Parts of the estate’s golf courses were left ungroomed or had barriers added so enemy planes couldn’t land. Virginia Water Lake, a short drive away, “was drained to prevent its use as a navigation landmark by enemy pilots,” according to the Wentworth Estate site.
“It was all very hush-hush,” John Hammond, who helped build the camp, told the Surrey Herald in 1986. “You couldn’t get anywhere near the camp without a pass.” He added that the only civilian he knew of allowed inside the bunker was the electrician.
The Wentworth property was returned to its owners after the war, and the bunker was sealed. Though its structure is mostly preserved, the bunker’s walls are now covered with graffiti, and not much is left inside.
“Unfortunately when the army moved out they took everything with them, including the wooden floors,” wrote Ron Davis of the Egham-by-Runnymede Historical Society after visiting the bunker in 1990.

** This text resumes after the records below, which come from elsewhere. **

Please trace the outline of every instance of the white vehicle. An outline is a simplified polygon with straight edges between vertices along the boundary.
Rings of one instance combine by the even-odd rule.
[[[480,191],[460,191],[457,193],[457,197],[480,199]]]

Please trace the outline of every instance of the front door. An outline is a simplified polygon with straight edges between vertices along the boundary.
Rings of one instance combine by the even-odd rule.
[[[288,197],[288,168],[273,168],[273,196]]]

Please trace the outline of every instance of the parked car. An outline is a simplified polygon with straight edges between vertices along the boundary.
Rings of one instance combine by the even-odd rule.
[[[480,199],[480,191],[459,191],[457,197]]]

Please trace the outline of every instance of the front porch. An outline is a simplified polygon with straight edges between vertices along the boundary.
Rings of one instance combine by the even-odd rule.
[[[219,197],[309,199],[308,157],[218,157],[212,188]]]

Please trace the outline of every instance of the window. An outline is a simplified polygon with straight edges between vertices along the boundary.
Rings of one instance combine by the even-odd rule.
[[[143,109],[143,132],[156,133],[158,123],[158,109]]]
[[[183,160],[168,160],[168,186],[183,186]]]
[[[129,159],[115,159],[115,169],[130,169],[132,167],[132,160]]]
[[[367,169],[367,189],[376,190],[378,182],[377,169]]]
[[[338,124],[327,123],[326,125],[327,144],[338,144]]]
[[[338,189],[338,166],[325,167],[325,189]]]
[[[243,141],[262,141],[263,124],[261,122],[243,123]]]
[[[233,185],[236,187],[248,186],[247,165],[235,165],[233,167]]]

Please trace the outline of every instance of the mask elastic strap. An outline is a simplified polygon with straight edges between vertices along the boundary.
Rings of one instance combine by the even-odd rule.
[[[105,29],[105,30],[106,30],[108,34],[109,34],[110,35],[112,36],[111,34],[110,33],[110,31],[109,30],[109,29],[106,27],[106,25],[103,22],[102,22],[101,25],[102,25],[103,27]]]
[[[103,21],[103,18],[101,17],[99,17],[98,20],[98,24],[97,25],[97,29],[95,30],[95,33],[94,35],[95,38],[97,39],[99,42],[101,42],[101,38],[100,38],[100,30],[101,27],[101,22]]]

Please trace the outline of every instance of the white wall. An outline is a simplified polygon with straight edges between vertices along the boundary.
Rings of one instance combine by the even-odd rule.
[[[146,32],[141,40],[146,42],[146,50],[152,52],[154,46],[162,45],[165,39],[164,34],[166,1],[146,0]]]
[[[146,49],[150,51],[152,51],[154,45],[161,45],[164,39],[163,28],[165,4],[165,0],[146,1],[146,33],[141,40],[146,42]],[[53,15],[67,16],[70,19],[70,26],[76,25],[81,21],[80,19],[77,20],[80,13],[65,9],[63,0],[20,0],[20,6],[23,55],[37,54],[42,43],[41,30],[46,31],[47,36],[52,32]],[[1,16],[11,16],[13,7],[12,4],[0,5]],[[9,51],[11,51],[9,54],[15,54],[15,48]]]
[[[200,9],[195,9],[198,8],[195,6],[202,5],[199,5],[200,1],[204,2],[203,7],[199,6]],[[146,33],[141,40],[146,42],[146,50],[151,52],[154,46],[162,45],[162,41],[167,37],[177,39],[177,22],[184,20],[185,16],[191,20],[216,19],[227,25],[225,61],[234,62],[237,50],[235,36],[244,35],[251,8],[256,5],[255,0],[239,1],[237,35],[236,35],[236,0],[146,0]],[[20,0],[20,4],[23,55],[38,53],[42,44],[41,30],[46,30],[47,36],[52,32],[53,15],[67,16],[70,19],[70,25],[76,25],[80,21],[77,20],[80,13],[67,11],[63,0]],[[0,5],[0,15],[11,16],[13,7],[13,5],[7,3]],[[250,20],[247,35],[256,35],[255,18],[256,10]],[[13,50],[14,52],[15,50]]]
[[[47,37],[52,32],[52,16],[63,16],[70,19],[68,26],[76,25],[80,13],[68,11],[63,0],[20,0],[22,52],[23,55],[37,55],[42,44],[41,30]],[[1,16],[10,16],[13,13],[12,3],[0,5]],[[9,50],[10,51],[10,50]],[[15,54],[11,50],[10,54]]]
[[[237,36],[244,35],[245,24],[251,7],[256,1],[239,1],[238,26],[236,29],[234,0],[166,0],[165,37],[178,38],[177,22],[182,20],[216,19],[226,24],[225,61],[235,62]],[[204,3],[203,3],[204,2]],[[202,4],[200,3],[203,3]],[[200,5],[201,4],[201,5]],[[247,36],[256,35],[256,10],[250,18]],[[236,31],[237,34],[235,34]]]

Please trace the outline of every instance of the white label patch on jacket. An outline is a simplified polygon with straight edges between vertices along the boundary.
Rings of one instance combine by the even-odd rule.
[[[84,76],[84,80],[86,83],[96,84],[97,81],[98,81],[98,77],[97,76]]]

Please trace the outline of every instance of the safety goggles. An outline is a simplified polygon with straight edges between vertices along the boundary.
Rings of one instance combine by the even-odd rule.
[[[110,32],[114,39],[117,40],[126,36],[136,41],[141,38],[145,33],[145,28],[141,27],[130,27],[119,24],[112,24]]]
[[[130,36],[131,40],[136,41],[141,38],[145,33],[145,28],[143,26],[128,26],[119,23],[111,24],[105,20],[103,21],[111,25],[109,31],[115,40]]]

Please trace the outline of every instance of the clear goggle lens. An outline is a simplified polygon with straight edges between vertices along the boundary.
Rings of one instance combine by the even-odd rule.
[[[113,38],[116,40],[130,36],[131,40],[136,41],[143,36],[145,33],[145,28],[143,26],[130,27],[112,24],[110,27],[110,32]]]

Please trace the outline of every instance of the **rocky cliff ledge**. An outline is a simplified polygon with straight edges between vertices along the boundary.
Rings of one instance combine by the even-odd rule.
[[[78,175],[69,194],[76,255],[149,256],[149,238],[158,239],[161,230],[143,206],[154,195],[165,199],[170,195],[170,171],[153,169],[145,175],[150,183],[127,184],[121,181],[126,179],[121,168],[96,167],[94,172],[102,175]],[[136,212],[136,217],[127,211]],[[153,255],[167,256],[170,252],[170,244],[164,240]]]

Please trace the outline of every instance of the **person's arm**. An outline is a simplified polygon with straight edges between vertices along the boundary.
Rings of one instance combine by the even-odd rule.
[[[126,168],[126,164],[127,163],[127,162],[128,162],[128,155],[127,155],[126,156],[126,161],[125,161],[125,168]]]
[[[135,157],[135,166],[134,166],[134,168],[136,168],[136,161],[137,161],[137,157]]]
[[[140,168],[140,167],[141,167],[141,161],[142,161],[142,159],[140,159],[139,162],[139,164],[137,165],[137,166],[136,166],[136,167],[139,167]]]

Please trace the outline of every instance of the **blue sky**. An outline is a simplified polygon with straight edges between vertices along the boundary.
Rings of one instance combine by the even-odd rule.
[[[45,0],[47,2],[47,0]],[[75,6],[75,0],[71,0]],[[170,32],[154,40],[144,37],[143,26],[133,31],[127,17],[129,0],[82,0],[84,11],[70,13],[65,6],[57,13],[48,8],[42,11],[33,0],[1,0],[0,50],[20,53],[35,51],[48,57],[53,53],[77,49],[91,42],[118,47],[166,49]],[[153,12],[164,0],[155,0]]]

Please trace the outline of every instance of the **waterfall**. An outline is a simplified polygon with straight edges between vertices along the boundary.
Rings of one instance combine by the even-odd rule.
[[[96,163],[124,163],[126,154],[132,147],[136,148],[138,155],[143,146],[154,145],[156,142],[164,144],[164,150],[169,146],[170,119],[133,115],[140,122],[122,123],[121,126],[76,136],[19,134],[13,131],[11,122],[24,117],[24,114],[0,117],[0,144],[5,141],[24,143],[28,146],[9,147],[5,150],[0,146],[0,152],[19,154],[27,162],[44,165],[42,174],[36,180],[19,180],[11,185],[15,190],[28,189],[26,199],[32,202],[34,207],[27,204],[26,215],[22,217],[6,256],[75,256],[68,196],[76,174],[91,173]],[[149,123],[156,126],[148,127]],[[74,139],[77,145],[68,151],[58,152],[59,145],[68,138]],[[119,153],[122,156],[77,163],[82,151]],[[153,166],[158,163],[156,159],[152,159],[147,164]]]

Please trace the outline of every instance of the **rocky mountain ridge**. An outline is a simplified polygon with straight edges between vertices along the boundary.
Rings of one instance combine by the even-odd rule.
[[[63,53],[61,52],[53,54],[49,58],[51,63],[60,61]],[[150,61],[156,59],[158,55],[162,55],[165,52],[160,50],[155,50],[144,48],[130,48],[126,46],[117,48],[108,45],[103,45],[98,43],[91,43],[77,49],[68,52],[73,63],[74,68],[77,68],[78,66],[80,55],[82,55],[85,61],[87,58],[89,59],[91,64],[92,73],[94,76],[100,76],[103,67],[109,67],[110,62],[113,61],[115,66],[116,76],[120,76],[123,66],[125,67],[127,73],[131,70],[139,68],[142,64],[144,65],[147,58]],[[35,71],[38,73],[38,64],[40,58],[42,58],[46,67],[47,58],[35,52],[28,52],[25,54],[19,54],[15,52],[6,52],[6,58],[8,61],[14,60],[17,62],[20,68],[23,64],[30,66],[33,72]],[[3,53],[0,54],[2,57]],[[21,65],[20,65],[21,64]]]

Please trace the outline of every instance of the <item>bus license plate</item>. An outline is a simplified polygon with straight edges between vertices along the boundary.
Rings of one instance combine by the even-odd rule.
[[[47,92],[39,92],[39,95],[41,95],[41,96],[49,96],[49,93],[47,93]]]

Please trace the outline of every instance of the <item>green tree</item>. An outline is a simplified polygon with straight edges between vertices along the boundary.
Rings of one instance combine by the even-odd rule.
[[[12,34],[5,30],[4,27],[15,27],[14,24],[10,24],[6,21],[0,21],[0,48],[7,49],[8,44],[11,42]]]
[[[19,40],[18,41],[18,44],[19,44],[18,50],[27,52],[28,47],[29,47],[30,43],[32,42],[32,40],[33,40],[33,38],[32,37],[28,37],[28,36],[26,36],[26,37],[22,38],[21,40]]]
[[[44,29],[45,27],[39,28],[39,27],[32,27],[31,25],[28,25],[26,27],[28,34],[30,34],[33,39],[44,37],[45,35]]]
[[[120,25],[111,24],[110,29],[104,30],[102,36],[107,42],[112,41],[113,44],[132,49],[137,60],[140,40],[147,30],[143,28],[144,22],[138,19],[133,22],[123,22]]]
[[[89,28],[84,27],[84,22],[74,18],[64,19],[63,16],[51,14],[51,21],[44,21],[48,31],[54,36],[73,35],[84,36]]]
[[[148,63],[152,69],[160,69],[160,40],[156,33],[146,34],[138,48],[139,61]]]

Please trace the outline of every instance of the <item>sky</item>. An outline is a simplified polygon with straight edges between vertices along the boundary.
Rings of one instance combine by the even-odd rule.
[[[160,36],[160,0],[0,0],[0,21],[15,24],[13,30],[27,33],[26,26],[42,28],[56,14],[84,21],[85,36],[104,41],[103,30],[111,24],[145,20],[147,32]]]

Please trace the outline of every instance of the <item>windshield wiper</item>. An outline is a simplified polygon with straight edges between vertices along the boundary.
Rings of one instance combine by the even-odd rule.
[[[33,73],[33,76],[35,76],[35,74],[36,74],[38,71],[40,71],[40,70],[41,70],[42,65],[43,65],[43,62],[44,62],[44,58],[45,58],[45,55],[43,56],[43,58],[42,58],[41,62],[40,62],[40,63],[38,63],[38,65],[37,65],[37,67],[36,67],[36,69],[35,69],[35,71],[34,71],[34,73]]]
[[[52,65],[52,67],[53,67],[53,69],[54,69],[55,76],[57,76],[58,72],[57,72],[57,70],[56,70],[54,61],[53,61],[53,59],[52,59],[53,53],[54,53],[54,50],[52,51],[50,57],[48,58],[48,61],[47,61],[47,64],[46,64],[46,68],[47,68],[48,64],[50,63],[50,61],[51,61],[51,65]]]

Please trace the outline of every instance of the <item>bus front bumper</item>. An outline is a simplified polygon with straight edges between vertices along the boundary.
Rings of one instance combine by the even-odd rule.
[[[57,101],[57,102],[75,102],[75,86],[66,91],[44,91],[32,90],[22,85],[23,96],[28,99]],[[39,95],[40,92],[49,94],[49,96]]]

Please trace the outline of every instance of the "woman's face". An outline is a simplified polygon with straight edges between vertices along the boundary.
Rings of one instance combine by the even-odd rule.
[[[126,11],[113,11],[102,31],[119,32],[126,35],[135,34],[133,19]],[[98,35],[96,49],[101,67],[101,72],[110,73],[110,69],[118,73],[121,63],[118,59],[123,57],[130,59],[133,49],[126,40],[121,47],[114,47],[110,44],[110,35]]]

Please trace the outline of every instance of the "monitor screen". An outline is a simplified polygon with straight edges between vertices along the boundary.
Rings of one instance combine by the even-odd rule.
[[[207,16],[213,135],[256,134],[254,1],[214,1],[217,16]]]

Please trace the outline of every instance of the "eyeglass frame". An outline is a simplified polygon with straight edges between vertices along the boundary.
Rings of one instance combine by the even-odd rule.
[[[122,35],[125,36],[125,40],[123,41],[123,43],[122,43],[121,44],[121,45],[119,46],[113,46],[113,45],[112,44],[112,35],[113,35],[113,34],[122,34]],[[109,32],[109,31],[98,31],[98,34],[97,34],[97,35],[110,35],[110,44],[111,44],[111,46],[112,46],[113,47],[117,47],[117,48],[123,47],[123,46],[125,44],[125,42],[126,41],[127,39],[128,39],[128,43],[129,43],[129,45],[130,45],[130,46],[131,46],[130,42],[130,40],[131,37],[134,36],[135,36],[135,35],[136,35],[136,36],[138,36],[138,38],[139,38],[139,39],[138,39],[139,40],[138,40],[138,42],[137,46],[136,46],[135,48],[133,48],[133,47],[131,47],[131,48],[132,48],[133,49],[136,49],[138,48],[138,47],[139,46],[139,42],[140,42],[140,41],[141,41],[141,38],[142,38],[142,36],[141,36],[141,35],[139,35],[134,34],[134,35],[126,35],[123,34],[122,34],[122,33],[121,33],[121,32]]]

These days, the club rarely allows visitors to the bunker, though urban explorers seem to find their way down every so often, Windscheffel said.
“It’s potentially a very interesting historical site, but obviously it’s rather forgotten now and hidden away from the collective memory,” he said.
But Wentworth’s West course, where the tournament will be played, still holds a hint of the estate’s wartime legacy, even if it might be an apocryphal one:
The course is nicknamed Burma Road, a possible reference to a crucial supply route linking China and what is now Myanmar. As the story goes, it comes from an officer’s remark as he oversaw German prisoners clearing the overgrown West course after the war: “Let this be their Burma Road.”